Антону Федотычу сейчас были предоставлены и трубка и пунш; но он на этот раз был несколько странен, потому что, вместо того чтобы приняться за пунш и войти в разговоры с Ферапонтом Григорьичем, он встал, кивнул как-то таинственно головою хозяину и вышел из комнаты. Хозаров, разумеется, тотчас же последовал за ним.
- Извините меня, - сказал Ступицын, - я имею к вам маленький секрет: я слышал - на днях вы делали честь моей младшей дочери, и жена моя ничего вам не сказала окончательного. Я, конечно, как только узнал, тотчас все это решил.
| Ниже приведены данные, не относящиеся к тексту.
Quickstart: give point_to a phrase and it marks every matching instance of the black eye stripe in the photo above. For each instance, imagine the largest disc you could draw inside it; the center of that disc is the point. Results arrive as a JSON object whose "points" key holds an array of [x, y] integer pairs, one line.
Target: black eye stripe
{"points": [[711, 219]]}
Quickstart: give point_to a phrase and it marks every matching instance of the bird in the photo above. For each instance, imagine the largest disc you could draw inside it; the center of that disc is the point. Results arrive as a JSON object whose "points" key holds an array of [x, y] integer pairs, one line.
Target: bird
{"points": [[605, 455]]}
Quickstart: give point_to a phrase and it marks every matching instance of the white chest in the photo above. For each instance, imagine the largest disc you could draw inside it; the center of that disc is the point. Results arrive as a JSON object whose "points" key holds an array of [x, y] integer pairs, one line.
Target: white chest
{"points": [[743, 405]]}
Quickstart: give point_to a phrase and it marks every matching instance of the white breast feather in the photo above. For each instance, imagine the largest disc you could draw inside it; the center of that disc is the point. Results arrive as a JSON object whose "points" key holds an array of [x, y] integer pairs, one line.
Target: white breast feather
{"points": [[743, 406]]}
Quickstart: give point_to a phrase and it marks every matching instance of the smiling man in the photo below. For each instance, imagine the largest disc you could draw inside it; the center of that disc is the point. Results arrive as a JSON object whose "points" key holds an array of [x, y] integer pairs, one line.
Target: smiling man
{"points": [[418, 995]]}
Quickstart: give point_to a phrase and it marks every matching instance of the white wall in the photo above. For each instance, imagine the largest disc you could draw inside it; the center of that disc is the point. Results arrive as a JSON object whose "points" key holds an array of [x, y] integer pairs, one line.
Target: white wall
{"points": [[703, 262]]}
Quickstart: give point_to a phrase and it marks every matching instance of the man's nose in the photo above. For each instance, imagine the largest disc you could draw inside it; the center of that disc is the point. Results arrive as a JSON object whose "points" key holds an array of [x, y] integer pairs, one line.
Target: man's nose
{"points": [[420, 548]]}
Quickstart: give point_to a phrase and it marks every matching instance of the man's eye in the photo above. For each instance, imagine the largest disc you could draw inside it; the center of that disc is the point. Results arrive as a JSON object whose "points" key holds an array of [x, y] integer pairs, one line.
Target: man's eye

Теперь она сама пишет к вам и просит вас завтрашний день пожаловать к нам... - С этими словами Ступицын подал Хозарову записку Катерины Архиповны, который, прочитав ее, бросился обнимать будущего тестя.
- Вам бы надобно было действовать не так, - говорил Ступицын, - вам бы прямо тогда же сказать мне; я бы сделал это сейчас; но ведь, знаете, они - женщины, очень мнительны, боятся и сомневаются во всяких пустяках.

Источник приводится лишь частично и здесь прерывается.